Officials in New Delhi did not have any immediate comment but India's External Affairs Minister Salman Khurshid, who is also in Brunei, told the ANI television service: "These are all areas of great strategic importance that we have to cooperate and collaborate in, in counter-terrorism measures.
"I think we continue to remain in touch and cooperate and (if) there is any concern we would convey it or they would convey it to us," he added.
German magazine Der Spiegel reported on Saturday that the National Security Agency (NSA) bugged EU offices and gained access to EU internal computer networks, the latest revelation of alleged US spying that has prompted outrage from EU politicians.

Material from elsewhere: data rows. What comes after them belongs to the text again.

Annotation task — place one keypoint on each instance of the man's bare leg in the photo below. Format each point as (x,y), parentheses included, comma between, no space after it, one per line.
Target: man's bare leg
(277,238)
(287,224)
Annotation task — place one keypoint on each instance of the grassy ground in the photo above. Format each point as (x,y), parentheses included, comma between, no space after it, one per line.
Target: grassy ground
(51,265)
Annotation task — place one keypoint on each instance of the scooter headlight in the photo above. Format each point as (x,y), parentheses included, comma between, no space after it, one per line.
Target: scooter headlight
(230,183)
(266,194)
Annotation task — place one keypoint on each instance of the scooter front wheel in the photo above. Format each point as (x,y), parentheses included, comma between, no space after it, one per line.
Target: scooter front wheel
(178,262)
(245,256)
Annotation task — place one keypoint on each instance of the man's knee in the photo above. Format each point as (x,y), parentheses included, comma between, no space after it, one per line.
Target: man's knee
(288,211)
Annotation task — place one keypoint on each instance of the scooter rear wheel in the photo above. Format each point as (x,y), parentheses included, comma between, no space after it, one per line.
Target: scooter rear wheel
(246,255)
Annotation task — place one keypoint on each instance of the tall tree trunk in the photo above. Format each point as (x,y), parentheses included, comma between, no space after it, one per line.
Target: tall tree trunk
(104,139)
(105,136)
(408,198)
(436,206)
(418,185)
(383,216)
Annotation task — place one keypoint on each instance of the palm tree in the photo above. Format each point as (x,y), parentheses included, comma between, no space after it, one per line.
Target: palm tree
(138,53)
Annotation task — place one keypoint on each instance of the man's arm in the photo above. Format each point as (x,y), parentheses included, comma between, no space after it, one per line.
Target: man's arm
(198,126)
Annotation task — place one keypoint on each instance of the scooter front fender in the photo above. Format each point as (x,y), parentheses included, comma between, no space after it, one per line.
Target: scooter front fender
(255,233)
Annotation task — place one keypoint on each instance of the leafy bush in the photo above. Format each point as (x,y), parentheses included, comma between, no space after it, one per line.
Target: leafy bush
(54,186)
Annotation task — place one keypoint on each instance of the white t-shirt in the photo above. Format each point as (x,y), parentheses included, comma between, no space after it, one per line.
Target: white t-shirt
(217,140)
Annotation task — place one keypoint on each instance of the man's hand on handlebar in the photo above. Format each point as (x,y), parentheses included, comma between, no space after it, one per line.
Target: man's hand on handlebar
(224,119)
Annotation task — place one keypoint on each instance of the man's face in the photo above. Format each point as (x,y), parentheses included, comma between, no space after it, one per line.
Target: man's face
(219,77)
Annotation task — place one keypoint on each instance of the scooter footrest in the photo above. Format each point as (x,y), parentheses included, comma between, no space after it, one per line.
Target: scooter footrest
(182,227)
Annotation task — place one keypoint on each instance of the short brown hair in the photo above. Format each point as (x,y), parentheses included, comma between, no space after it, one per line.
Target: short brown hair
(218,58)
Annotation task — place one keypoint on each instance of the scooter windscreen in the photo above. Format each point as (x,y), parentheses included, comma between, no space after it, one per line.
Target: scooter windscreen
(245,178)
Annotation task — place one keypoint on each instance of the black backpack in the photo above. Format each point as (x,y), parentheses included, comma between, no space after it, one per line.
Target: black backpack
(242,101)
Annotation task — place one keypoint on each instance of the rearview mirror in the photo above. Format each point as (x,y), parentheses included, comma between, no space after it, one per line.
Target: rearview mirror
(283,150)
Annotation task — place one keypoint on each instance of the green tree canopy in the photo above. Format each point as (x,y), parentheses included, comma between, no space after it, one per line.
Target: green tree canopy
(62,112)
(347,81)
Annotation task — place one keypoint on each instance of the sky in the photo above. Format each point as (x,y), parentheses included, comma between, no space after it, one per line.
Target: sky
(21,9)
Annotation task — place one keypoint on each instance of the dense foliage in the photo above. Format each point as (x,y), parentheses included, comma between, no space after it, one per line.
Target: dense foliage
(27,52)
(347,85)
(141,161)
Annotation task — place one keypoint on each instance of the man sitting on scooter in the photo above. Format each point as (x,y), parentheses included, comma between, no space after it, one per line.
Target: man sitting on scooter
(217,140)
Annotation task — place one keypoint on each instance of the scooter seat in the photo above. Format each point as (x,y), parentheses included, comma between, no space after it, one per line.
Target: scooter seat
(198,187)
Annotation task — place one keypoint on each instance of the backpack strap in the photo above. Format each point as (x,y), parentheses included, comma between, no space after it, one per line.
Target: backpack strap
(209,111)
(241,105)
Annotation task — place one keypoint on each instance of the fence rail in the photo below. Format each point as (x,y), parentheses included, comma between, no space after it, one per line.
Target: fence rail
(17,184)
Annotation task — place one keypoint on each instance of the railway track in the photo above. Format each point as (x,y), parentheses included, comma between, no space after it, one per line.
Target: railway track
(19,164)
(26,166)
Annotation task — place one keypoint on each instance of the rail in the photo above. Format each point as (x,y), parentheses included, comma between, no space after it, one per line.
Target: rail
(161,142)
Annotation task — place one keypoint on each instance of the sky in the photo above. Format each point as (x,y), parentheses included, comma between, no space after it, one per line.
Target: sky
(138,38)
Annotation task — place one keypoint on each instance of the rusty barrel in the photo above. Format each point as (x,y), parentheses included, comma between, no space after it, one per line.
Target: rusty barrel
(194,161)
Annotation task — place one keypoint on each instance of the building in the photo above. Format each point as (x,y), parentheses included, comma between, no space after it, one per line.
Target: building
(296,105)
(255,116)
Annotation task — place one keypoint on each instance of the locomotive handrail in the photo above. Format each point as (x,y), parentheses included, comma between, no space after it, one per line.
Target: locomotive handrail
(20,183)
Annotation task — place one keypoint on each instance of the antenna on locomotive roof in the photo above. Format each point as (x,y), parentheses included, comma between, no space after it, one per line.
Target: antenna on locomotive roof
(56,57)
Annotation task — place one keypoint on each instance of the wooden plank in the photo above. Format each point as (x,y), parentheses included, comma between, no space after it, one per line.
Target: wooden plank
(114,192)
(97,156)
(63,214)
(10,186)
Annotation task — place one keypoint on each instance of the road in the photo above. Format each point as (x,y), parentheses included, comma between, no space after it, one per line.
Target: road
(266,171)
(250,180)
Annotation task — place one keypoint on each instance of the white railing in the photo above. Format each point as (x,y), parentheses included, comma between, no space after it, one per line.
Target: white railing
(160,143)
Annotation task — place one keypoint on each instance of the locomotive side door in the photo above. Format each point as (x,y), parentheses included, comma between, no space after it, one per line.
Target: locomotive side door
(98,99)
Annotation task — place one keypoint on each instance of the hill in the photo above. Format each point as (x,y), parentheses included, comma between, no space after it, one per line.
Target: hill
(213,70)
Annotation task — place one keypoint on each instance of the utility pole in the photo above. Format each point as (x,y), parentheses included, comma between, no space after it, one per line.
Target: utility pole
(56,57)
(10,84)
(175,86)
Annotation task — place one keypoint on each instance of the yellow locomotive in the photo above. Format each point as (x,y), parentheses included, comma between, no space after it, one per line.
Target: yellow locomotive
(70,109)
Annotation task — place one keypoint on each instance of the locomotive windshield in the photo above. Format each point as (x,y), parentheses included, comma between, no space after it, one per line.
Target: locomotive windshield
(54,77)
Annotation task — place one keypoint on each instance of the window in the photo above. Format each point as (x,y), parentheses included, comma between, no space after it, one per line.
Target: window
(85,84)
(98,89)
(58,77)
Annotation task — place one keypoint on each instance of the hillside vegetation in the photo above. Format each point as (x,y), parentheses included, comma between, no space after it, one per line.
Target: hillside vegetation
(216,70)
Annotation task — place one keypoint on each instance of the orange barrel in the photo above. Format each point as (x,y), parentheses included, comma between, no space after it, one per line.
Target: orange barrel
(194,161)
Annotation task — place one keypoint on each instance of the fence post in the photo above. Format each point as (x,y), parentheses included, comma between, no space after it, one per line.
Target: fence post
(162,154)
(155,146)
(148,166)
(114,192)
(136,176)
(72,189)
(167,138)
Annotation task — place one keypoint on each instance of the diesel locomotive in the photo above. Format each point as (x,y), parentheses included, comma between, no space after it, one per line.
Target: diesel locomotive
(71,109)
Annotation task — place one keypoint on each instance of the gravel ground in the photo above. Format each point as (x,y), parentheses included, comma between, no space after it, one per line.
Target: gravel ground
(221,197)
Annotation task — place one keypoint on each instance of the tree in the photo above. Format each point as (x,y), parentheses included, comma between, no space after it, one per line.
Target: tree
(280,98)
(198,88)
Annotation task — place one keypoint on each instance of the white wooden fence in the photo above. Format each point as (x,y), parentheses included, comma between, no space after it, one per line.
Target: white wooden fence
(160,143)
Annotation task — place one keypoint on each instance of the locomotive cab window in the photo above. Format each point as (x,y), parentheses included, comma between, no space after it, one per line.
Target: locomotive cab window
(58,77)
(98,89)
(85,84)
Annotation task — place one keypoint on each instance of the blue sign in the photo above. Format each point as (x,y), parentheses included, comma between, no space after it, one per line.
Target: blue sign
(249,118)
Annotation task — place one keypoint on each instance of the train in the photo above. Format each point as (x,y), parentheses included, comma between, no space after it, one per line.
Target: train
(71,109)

The magazine followed up on Sunday with a report that the US agency taps half a billion phone calls, emails and text messages in Germany in a typical month, much more than any other European peer and similar to the data tapped in China or Iraq.
"If the media reports are correct, this brings to memory actions among enemies during the Cold War. It goes beyond any imagination that our friends in the United States view the Europeans as enemies," German Justice Minister Sabine Leutheusser-Schnarrenberger said.
"If it is true that EU representations in Brussels and Washington were indeed tapped by the American Secret Service, it can hardly be explained with the argument of fighting terrorism," she said in a statement.
Revelations about the US surveillance program, which was made public by fugitive former NSA contractor Edward Snowden, have raised a furor in the US and abroad over the balance between privacy rights and national security.
Kerry said the Obama administration believes that China could have aided the US in its efforts to arrest Snowden while he was in Hong Kong. Snowden is currently holed up at an international airport in Russia, from where he has applied for asylum in Ecuador.